学習トップ / 理由で解く 柔道整復師 / 病理学概論 ▸ §4 退行性病変・代謝障害 / QJ31A119
理由で解く 柔道整復師
加齢とともに心筋細胞に溜まる褐色の色素はリポフスチン。心臓では褐色萎縮の原因となる、いわゆる「消耗色素」である。

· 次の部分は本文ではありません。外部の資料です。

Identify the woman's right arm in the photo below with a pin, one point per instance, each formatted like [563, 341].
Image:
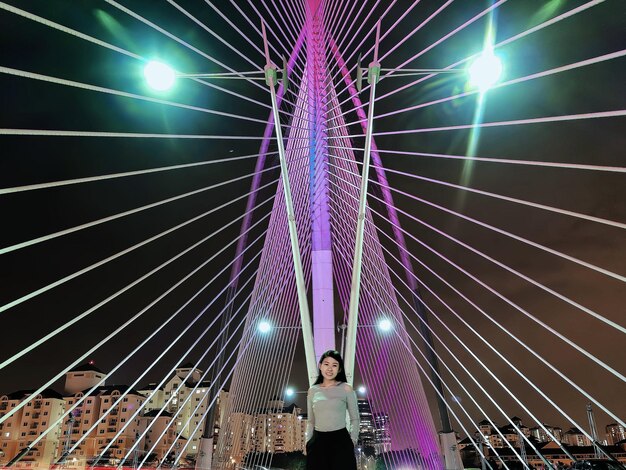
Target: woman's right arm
[310, 425]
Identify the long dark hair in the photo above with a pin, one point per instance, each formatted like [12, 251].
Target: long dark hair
[341, 375]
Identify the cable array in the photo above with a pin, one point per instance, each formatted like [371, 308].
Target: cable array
[466, 247]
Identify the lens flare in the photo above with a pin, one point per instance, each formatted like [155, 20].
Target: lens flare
[160, 76]
[485, 71]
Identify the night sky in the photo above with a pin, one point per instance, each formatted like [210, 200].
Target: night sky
[34, 104]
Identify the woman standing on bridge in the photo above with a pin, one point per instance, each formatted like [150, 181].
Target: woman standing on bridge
[329, 444]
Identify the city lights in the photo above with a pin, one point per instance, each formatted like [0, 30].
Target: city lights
[160, 76]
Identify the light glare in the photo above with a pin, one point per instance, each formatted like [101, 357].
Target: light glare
[264, 327]
[385, 324]
[485, 71]
[159, 76]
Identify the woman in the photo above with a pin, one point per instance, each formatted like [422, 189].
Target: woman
[329, 444]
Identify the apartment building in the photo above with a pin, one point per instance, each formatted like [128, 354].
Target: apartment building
[34, 418]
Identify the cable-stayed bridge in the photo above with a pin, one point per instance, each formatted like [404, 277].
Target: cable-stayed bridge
[462, 247]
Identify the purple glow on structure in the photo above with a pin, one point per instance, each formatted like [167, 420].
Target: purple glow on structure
[394, 384]
[321, 242]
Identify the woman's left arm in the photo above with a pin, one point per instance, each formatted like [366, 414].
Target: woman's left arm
[353, 412]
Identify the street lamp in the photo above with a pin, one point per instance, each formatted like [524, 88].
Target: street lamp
[384, 324]
[159, 76]
[264, 326]
[485, 70]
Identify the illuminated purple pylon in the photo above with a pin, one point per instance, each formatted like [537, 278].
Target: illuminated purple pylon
[324, 180]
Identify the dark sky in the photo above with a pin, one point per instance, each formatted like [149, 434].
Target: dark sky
[35, 104]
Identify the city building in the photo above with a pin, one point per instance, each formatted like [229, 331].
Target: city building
[574, 437]
[40, 417]
[107, 423]
[615, 433]
[382, 434]
[367, 431]
[185, 397]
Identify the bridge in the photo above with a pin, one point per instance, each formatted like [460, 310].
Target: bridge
[311, 175]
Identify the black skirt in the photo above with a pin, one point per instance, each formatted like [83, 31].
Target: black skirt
[332, 450]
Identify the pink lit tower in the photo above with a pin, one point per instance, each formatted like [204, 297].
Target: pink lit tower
[308, 254]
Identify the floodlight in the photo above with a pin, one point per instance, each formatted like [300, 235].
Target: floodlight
[159, 76]
[264, 326]
[485, 71]
[385, 324]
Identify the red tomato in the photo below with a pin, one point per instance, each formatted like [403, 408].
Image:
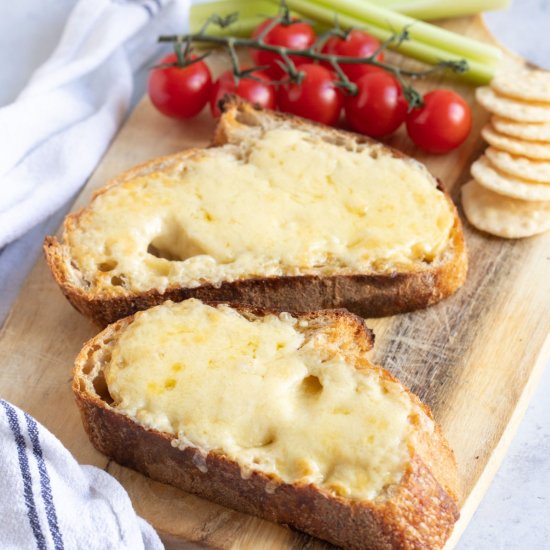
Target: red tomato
[441, 124]
[316, 97]
[180, 93]
[379, 106]
[258, 93]
[356, 44]
[296, 35]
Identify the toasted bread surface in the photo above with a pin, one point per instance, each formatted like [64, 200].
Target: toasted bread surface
[371, 292]
[418, 511]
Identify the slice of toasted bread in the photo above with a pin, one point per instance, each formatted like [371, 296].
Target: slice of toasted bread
[277, 416]
[280, 213]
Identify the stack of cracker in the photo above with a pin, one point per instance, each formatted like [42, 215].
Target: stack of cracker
[509, 195]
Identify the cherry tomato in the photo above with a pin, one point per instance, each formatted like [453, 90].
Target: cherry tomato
[258, 93]
[296, 35]
[441, 124]
[316, 97]
[180, 93]
[356, 44]
[379, 106]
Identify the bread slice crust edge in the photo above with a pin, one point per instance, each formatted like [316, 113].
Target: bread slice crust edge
[366, 294]
[420, 512]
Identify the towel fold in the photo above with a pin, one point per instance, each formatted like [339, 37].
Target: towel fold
[50, 502]
[53, 135]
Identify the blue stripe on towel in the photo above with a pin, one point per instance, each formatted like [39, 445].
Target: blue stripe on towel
[45, 484]
[25, 474]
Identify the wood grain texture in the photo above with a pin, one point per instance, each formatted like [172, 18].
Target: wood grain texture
[474, 358]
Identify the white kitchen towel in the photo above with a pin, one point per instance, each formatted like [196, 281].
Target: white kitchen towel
[48, 501]
[53, 135]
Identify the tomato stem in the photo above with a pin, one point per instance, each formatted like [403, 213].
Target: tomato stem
[182, 47]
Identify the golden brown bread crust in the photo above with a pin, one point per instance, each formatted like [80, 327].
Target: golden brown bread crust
[420, 512]
[366, 294]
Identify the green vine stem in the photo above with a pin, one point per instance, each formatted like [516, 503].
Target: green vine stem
[183, 49]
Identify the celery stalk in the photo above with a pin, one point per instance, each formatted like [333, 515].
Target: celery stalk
[251, 14]
[478, 73]
[367, 13]
[437, 9]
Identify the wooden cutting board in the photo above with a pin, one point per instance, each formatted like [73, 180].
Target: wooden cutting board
[474, 358]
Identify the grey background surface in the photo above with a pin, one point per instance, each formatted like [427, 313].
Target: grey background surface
[515, 512]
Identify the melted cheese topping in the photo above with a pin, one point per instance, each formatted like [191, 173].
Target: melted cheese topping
[291, 204]
[263, 393]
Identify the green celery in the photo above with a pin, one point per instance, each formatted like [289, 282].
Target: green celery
[438, 9]
[251, 14]
[478, 73]
[367, 13]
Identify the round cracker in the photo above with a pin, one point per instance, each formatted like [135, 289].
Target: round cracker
[503, 184]
[512, 108]
[534, 170]
[523, 83]
[515, 146]
[503, 216]
[522, 130]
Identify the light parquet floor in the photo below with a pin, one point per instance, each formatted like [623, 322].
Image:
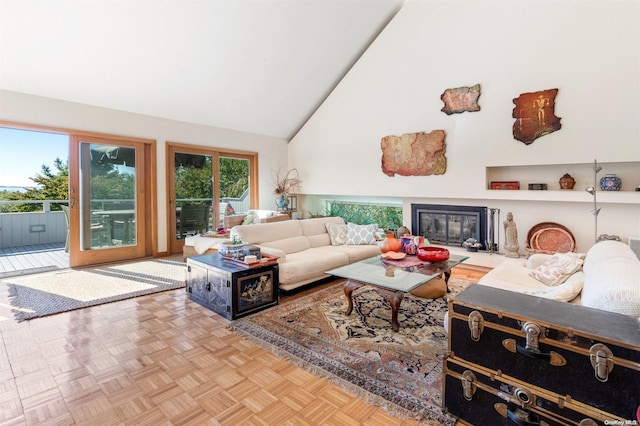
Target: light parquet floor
[159, 360]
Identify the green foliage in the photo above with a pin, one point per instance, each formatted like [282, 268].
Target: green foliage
[386, 217]
[194, 182]
[51, 186]
[234, 177]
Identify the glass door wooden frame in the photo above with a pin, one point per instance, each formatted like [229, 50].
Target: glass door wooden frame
[150, 224]
[171, 148]
[142, 247]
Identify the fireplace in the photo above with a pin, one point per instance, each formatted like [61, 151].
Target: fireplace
[449, 225]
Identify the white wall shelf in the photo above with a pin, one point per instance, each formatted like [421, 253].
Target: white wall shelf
[629, 173]
[577, 195]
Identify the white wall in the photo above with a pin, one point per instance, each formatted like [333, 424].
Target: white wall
[589, 50]
[272, 152]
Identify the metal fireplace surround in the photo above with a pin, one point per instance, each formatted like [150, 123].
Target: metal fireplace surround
[449, 225]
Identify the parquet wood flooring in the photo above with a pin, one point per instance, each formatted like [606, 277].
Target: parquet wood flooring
[160, 360]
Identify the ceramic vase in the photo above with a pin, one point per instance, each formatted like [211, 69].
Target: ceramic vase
[610, 183]
[390, 243]
[282, 202]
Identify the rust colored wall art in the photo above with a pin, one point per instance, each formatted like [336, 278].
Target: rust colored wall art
[461, 99]
[535, 116]
[414, 154]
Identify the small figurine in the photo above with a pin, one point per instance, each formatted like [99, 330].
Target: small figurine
[511, 245]
[567, 181]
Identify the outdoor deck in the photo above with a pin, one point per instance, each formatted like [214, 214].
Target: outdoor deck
[31, 259]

リポフスチンは、細胞内の膜脂質が活性酸素によって酸化され、リソソームで分解しきれなかった残渣が蓄積したものである。入れ替わりのない細胞ほど溜まりやすいため、心筋細胞・肝細胞・神経細胞に多くみられる。量が増えると臓器が肉眼的に褐色を帯び、加齢に伴う萎縮と重なった状態を褐色萎縮と呼ぶ。細胞を積極的に壊す毒物ではなく、その細胞が長く生き続けてきた履歴を示す指標と理解しておくとよい。色素沈着の問題は「何に由来する色素か」を押さえると整理しやすく、内因性色素はメラニン(チロシン由来)、ビリルビン・ヘモジデリン(ヘモグロビン由来)、リポフスチン(脂質酸化由来)に大別できる。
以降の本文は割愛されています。